A prime example of this is puffer fish. There are a number of species of puffer fish where there is some debate over whether they are truly marine, brackish or freshwater species. Many will be sold as freshwater species however with a bit of research you learn they really prefer brackish water. These fish will almost certainly not attain their true lifespan or enjoy a good quality of life if you keep them in non-optimal conditions, even if they appear fine in the short term. Another point worth considering is if you do chose to buy a brackish water fish that has been kept in fresh water and you intend to move it into a brackish set-up, I would recommend slowly increasing the salt content to the desired level to avoid causing the fish undue stress and damage due to a sudden change in water chemistry.

Another example is the red claw crab – often seen in a normal aquarium set-up it will survive long enough for you to believe that everything is alright, however in the medium to long term they must have access to land areas (or at least drift wood above the water surface) and some people suggest the addition of salt too.

One final piece of advice would be this: do not be tempted to buy fish you think are ill or dying in an attempt to save them.
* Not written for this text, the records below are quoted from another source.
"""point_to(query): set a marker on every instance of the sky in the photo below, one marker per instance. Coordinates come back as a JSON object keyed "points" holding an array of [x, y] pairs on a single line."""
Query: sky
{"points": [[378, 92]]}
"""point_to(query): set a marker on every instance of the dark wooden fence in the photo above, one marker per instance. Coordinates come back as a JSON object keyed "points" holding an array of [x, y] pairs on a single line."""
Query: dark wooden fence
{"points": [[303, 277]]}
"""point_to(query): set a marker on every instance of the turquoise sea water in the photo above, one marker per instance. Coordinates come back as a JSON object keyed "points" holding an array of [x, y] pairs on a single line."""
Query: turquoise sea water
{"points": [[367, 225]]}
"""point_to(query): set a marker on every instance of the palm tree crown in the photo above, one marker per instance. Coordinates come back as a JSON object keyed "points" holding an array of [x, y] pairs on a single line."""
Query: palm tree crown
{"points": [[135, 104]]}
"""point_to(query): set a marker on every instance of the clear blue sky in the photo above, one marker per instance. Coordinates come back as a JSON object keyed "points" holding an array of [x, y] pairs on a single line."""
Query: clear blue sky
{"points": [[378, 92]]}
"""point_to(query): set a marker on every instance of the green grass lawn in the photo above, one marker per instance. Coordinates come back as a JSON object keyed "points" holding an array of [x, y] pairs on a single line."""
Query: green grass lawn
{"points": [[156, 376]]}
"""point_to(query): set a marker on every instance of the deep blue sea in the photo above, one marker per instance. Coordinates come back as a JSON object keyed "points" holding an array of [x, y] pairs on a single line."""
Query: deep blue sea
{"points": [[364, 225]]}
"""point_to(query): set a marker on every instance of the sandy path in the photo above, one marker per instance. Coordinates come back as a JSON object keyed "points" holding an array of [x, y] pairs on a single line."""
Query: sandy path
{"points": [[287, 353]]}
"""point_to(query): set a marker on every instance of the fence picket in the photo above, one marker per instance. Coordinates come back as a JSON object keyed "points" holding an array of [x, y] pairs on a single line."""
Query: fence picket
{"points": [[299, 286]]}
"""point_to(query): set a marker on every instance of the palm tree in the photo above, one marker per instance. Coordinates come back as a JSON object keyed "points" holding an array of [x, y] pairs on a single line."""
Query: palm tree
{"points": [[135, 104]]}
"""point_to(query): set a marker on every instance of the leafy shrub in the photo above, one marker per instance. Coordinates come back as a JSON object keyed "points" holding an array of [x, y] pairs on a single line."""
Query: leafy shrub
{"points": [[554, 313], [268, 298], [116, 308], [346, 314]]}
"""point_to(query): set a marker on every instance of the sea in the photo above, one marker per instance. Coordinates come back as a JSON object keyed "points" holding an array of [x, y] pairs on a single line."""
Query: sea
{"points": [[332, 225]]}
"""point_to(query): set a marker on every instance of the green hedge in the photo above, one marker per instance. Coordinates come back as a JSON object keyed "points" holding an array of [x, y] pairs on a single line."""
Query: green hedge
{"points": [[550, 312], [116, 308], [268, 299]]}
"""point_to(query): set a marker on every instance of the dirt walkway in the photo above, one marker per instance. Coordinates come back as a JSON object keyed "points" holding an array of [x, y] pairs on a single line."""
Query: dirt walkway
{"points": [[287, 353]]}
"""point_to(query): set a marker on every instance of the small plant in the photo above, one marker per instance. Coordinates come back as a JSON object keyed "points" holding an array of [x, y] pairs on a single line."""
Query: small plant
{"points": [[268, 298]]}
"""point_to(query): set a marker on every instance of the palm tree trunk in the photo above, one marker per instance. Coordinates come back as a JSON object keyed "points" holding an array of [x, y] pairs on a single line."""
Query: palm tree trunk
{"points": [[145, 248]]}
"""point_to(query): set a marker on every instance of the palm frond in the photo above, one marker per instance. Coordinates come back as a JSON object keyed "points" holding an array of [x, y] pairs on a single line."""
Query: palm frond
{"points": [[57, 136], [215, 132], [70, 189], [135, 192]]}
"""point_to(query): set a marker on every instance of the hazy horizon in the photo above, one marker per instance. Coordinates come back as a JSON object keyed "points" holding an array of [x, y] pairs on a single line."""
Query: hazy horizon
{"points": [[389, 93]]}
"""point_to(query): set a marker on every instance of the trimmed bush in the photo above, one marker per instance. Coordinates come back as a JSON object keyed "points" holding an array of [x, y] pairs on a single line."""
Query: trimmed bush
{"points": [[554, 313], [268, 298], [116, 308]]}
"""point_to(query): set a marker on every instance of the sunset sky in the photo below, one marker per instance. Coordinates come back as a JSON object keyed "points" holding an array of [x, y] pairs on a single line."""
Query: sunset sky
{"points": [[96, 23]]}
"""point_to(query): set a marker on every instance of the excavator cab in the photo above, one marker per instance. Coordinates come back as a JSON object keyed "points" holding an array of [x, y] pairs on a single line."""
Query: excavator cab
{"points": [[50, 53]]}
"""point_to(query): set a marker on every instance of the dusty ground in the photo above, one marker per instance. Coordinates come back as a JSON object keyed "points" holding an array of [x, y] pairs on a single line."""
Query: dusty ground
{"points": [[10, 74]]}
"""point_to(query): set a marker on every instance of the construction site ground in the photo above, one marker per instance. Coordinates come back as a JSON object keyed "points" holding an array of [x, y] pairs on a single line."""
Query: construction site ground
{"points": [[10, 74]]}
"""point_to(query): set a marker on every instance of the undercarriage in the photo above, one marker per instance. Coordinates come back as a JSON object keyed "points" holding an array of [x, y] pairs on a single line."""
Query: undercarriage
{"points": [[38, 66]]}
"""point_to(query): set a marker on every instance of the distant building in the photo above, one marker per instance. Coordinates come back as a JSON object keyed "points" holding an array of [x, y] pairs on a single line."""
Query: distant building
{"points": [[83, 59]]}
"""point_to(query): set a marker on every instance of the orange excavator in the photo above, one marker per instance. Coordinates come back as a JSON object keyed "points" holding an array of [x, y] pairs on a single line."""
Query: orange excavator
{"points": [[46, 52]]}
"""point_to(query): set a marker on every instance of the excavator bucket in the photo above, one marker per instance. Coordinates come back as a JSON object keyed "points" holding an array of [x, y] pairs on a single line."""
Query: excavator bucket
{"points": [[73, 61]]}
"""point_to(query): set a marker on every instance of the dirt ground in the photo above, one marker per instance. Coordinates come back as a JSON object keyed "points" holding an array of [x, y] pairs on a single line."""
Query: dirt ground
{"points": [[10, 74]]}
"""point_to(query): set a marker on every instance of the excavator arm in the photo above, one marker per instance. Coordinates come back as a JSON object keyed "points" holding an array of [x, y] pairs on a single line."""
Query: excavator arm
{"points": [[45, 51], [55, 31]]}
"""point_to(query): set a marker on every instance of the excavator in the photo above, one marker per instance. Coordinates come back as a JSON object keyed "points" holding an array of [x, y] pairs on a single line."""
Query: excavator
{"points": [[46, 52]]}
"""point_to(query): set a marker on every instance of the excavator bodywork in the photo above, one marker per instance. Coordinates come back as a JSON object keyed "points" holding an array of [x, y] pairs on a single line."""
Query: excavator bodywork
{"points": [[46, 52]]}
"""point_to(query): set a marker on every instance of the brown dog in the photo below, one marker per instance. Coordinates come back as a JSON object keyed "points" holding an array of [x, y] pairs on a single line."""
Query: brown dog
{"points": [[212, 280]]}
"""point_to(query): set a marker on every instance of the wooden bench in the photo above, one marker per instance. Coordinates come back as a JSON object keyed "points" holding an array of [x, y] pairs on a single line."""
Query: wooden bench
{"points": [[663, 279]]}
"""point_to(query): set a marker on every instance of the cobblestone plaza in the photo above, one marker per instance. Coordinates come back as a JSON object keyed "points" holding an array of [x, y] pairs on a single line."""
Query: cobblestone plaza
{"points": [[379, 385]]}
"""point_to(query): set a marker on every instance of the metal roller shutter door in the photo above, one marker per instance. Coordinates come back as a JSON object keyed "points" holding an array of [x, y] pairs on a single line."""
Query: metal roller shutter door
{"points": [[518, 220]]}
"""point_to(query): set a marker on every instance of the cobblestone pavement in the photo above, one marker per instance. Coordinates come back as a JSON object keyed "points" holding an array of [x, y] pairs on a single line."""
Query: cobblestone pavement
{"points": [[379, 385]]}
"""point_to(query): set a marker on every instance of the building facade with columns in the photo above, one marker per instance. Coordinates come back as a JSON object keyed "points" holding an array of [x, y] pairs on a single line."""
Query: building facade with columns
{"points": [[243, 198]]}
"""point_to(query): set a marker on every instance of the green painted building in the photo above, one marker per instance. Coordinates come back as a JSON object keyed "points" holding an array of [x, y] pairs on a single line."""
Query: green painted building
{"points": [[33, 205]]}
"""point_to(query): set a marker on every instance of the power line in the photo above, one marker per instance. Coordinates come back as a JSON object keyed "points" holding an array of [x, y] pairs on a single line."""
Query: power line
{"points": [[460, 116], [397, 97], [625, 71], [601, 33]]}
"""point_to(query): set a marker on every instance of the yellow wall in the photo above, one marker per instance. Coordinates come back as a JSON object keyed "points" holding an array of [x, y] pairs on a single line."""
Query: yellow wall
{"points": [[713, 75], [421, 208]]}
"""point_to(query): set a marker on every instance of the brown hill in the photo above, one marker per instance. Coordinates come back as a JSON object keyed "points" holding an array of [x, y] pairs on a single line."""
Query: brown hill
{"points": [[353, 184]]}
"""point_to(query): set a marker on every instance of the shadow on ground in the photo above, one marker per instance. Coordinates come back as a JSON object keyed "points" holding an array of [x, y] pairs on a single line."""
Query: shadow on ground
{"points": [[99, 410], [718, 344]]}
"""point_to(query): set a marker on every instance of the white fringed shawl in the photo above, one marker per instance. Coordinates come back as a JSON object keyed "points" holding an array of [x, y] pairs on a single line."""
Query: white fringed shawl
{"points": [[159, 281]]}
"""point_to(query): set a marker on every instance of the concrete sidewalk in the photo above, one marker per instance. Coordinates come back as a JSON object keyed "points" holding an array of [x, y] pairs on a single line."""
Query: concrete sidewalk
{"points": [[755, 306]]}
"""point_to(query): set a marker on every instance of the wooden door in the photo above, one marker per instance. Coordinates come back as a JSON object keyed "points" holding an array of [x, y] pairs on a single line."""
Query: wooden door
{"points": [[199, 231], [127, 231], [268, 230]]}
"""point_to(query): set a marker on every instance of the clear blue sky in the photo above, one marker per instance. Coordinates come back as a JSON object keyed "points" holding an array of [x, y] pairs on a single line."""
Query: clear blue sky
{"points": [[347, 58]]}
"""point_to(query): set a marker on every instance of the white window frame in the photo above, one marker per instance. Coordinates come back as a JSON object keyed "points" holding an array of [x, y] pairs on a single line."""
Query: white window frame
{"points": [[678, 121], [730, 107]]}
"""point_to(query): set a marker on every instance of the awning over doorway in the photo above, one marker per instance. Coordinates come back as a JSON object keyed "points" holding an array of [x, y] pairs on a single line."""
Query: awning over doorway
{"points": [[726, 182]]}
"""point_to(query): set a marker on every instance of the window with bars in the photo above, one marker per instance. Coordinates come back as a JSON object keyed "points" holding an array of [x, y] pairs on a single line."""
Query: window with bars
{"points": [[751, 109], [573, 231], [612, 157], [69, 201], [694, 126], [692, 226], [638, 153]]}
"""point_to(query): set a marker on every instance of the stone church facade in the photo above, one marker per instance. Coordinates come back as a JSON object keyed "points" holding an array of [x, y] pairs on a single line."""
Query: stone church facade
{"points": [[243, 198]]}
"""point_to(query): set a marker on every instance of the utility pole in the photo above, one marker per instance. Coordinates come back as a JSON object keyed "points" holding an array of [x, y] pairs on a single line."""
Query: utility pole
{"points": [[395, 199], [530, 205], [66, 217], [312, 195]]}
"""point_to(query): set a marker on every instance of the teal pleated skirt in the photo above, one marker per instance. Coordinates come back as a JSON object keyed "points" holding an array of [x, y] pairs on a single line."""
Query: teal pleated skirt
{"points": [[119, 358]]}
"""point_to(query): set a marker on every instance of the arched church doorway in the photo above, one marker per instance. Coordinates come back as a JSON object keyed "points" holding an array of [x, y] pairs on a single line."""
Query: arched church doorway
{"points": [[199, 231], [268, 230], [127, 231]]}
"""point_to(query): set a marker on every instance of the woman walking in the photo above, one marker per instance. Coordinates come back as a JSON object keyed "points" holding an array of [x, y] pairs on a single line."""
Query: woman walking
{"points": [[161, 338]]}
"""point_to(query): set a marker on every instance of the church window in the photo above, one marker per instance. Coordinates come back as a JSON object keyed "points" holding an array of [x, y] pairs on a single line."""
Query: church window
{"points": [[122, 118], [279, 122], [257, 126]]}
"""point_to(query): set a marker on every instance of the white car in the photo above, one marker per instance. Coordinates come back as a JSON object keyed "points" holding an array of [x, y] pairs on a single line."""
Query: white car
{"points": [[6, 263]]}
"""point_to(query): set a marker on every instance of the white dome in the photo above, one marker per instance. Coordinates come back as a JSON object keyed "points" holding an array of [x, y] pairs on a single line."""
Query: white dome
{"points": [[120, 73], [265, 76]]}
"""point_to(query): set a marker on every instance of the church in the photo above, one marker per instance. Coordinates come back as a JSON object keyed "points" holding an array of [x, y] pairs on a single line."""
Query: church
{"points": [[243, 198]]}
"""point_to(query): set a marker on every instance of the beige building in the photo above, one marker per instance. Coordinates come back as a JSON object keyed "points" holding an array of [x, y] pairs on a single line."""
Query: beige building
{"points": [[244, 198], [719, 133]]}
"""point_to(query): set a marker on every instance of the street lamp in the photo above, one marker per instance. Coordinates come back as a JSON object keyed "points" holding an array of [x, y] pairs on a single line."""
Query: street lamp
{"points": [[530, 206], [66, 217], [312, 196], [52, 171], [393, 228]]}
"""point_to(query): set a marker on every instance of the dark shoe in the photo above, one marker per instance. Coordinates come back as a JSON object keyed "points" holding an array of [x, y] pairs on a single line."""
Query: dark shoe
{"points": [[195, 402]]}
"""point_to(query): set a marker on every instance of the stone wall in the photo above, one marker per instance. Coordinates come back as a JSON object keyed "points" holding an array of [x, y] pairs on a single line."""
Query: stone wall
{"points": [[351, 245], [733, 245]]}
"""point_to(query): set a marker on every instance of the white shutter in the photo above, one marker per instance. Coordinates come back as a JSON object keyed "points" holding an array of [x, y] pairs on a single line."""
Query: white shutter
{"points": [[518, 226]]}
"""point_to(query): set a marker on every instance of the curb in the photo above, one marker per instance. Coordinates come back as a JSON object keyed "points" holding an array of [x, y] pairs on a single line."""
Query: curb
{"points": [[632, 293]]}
Invariably if they have got to the state where you can tell they are not right, there is probably not a lot you can do and you risk the wellbeing of all the other fish in your tank.

FYI – I buy nearly all of my fish from the various Maidenhead Aquatics branches near me (the photo is from one of their stores). Over the years I have found most of their staff to be very friendly and knowledgable, and would recommend them as a great place to buy your fish!